Interestingly, while a constant reduction in longitudinal function from pre to post-bypass to chest closure (measured both as TAPSE, S′ and speckle tracking derived RV longitudinal displacement) was observed, in post-CPB both free wall and septum speckle tracking-derived transversal displacement increased, and contributed to preserving stroke volume (SV). Post chest closure SV reduction was then observed, due to both RV end-diastolic volume reduction, and loss of this “septal compensation” [7, 8]. However, as paradoxical septal motion (PSM) is a frequent echocardiographic finding after CPB, we may speculate that all the septal features, observed in the present study, are related to the open chest-pericardium and their closure. Indeed, it is well known that PSM may occur whenever the pericardium is cut, as this structure restrains the anterior cardiac mobility resulting in forward motion of the entire heart in systole. Unfortunately, the surgical procedure has not been well documented to confirm the present hypothesis [9].

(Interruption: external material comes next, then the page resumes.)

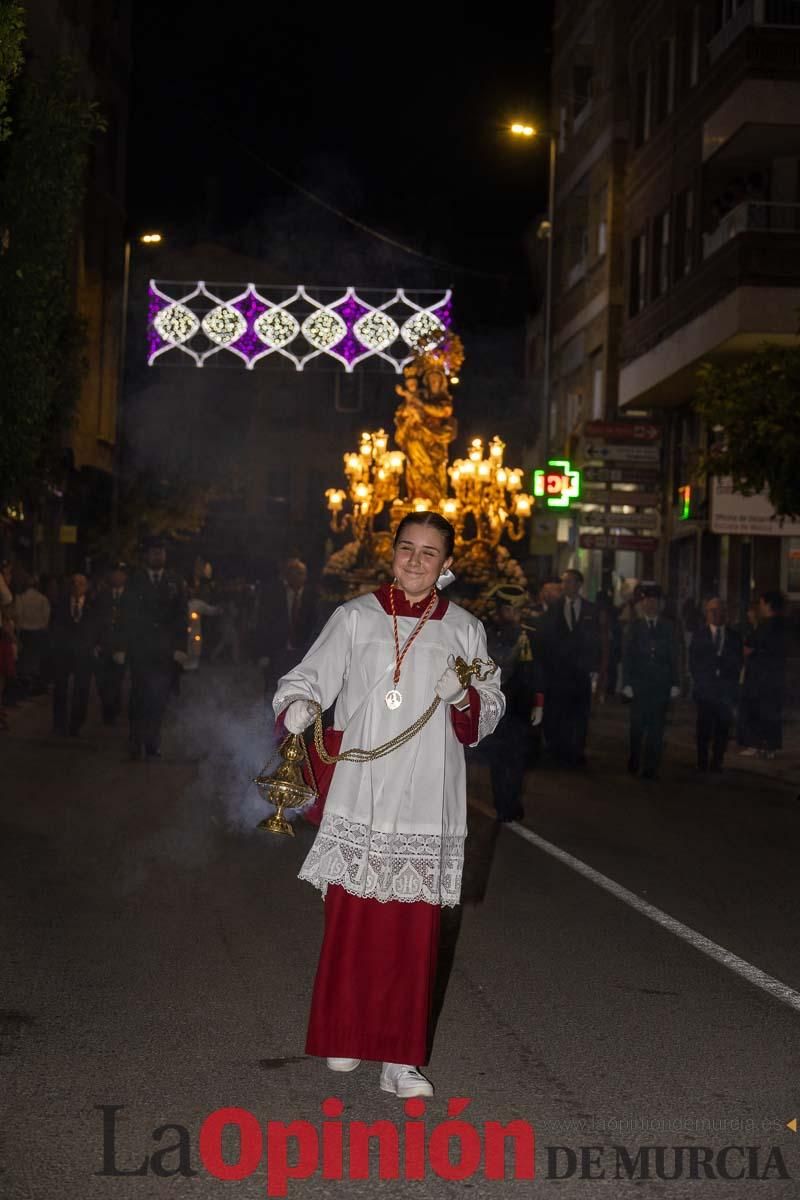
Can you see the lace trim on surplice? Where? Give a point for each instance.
(405, 867)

Throughout the entire study period, corresponding speckle-tracking strain measurements of the free wall and the septum remained unchanged, indicating a change in geometry and systolic function pattern, rather than a compensatory contractility increase, as mechanism for RV output preservation, despite longitudinal function reduction.
The RV, differently from the LV, usually works under its compliance limit having a wide degree of potential adaptation to altered preload and, to a lesser extent, afterload and variations [10]. Its range of systolic and motion pattern changes has been partially investigated in pulmonary hypertensive patients, where the chronic nature of the disease allowed the RV and pulmonary tree to gradually modify and adapt to the level of afterload increase [11].

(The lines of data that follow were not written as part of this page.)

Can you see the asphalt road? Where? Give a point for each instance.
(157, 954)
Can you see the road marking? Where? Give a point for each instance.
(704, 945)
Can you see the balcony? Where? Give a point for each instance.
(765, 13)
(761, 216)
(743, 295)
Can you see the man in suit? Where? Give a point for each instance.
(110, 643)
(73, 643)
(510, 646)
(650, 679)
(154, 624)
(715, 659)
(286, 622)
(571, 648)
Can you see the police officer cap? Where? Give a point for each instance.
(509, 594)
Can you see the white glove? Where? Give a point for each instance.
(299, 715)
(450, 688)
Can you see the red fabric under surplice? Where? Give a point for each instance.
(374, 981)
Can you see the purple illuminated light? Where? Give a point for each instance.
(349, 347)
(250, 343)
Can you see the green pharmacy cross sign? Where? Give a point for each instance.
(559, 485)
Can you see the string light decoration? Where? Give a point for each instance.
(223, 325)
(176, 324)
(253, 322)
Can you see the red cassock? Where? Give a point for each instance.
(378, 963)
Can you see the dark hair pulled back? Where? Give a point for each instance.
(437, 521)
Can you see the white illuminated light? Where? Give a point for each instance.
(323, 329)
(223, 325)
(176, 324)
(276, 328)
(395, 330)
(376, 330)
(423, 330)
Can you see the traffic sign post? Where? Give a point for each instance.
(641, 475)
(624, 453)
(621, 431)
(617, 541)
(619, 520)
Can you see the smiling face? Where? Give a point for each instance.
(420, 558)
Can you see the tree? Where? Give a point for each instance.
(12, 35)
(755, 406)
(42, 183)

Such observations are less studied in the acute cardiac surgery setting, where the variations of compartment status (open chest versus closed chest) are likely to highly influence volumetric and ventricular compliance conditions. The results of the study could be interpreted as a further step in the demonstration of RV adaptation capacity in different conditions.

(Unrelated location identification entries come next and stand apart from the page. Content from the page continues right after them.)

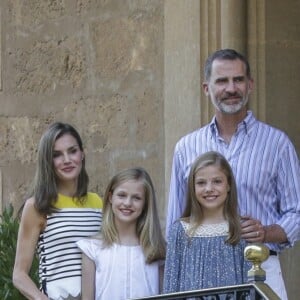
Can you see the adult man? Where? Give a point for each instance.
(263, 159)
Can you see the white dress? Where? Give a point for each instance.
(121, 271)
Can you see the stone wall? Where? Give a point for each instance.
(96, 64)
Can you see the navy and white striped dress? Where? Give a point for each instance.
(59, 257)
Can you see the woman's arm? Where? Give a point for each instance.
(88, 278)
(31, 225)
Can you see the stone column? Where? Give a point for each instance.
(182, 74)
(234, 25)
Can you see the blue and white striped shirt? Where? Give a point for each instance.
(266, 169)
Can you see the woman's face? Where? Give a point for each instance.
(67, 158)
(211, 189)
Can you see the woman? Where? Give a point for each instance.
(58, 212)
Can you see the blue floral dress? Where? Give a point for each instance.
(203, 260)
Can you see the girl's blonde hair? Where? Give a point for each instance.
(193, 211)
(148, 226)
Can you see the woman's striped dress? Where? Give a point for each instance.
(59, 257)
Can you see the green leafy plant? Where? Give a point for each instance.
(9, 226)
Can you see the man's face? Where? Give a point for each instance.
(228, 86)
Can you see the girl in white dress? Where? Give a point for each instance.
(126, 259)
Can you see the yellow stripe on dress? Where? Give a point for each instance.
(93, 201)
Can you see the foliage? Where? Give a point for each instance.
(9, 226)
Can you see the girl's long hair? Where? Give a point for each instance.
(148, 226)
(193, 211)
(44, 186)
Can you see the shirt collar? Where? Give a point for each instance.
(245, 124)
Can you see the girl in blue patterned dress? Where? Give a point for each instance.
(58, 212)
(204, 248)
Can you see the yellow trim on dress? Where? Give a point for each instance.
(93, 201)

RV strain emerges as a potentially more accurate tool for RV behaviour characterization and monitoring in this setting. This should be tested in the future also on patients with overt RV failure after CPB. Also it should be proved in comparison with the ease of use of traditional echocardiographic measures of RV function (such as right ventricular ejection fraction), and with the comprehensiveness of 3D echo.
The message reinforced by Korshin et al. is that assessment of RV function post cardiac surgery should not neglect the peculiar changes in its systolic function pattern. Relying solely on longitudinal contraction as a measure of global RV systolic function after cardiac surgery is highly prone to inaccuracy and overdiagnosis of RV dysfunction. Altogether, while in physiological conditions RV output is generated mainly by longitudinal contraction, we shouldn’t forget that, after CPB, the RV should always be regarded as “a different animal”, and as such assessed.